Usted, que es padre, debe al menos adivinar este dolor que me traspasa y me abruma cuando me acuesto en la soledad más absoluta. Mi esposo, ya lo sabe bien, murió años antes de que empezara la guerra, y a mis dos niños ni siquiera puedo llorarlos si no es ante esa piedra fría donde solo descansan mis recuerdos, a la sombra tibia de ese rosal que traje aquí, junto a los restos de mi esposo. ¿Sabe, Atilano? Cuando cierro los ojos tratando de dormir, veo a Zoilo tirando del triciclo, llorando, con la rodilla raspada y una gotita de sangre manchándole la pierna, cuando se cayó cerca del Arroyo del Caño. Cuatro años tenía cuando se accidentó y vino a mí con lágrimas y mocos en la cara, buscando mi consuelo. Cuatro benditos años y esa herida que curé mientras le prometía unos churros en lo de Isabelita. Cuatro añitos nada más…». Luego quedaba en silencio la madre, con un brazo extendido, como si aún pudiera alcanzar esa pierna lastimada.

«Qué… qué herida le habrán hecho que no ha podido volver a casa. Qué herida, que yo no he podido curarle como aquella vez, Atilano».

«No he vuelto a hacerlos desde que se fueron… Los bollos de chicharrón, digo. A mi Juan le encantaba levantarse temprano los domingos. Iba a la cocina, cuando olía el aceite en el fogón. Sentado en una silla me veía hacerlos. Te vas a quemar, Juanito, quítate hijo mío, le decía yo. Y volvía a su silla, a esperar.

Me los quitaron. Me los quitaron aquellos para los que la vida de otros no vale nada; aquellos que enarbolan una bandera y una idea y la defienden a menudo lejos de las trincheras, a costa de la sangre de otros, a costa del dolor ajeno, del quebranto que no les conmueve, que no les importa, que no les quita el sueño.

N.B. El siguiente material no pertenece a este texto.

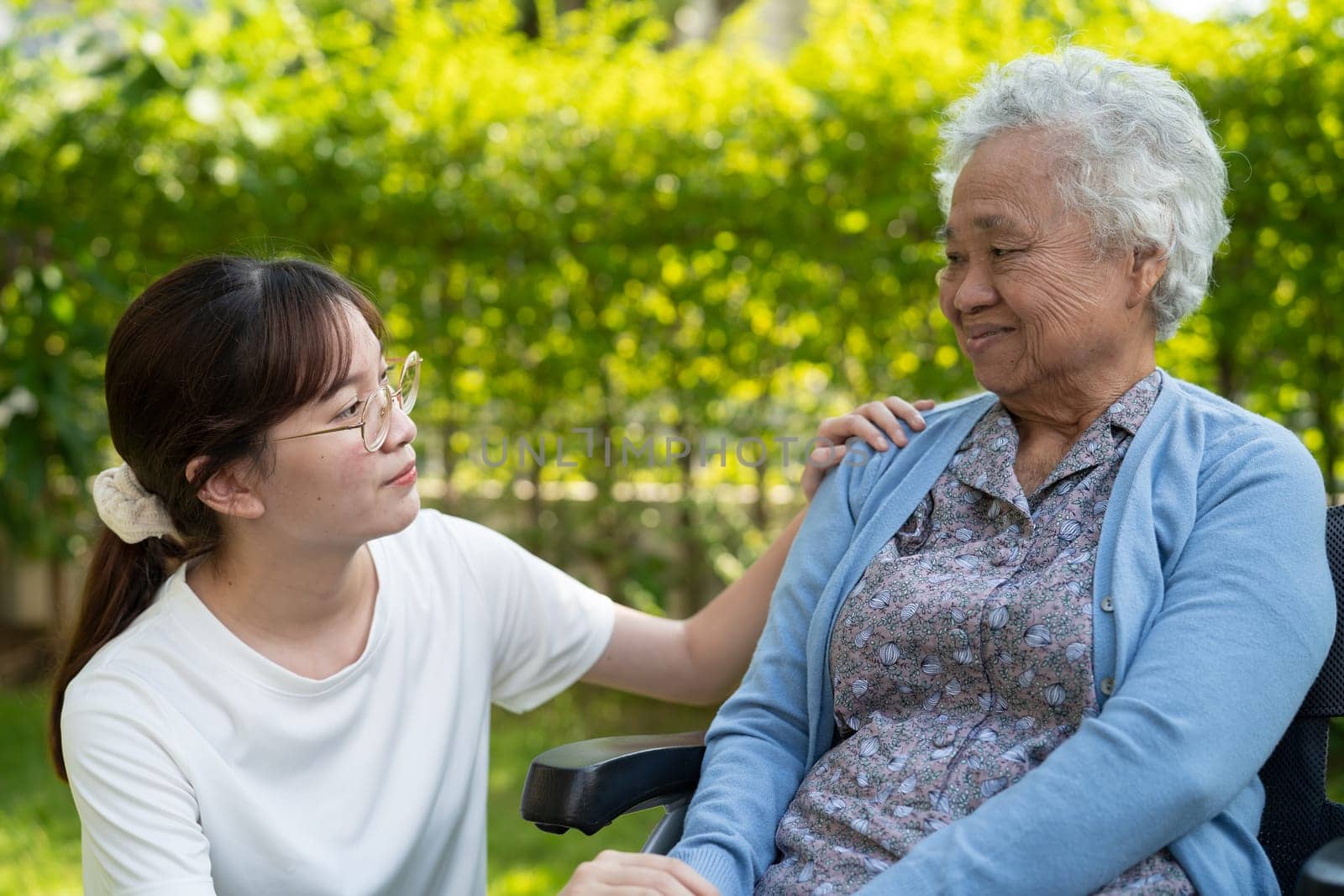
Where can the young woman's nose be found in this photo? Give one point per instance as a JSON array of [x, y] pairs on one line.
[[402, 429]]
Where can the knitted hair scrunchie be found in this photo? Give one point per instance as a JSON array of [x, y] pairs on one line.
[[128, 510]]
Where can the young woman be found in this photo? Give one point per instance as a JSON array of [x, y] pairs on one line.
[[281, 674]]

La tierra que pisamos se dividió en dos, Atilano, y allá, a esa grieta, fueron a parar los muertos; también mis hijos y los hijos de tantos otros. Han convertido nuestra casa, nuestro pueblo, en un plantío de cruces y luto. Mira allí, Atilano, donde el rosal. Mira allí, que es donde yacen dos jirones de mi alma. Muerto parece también el arbusto, sin flores que lo adornen, como si estuviera también de duelo.

*****

Uno de los hombres, arrecido, se sube el cuello de su chaqueta y olisquea el aire del día que nace. Es un aire limpio que huele al almendro, a malvas, pino y escarcha.

Desde donde está escucha el sonido sordo del mármol al quedar sobre un muro en el que se apilan otras lápidas rotas. Luego se acerca a Atilano, al padre Adrián y a Zoilo, quien regresó a Castronuño después de estar en un hospital durante meses, sin una de sus piernas, y sin apenas saber quién era ni dónde vivía, hasta que el horror de la guerra, como una nube, se fue alejando de su cabeza.

Juan había vuelto al pueblo solo una semana antes, luego de permanecer prisionero, hacinado con un puñado de hombres tan desgraciados como él, enfermos, condenados a estar allí hasta que quienes los habían encerrado dijeran otra cosa.

Y ahí estaban los dos, en el cementerio, borrando los vestigios de una muerte que aún no les había llegado, sin poder parar de recordar el reencuentro y los abrazos, las lágrimas de Laureana, quien, incrédula, podía volver a besar a sus hijos.

Traga saliva Zoilo recordando aquello, mientras, apoyado en su muleta, se aleja del camposanto con Juan camino de casa.

Quedan atrás el cementerio y las primeras flores blancas que, a pesar de la fecha y el frío, brotan de aquel rosal, bajo el cielo galdarro.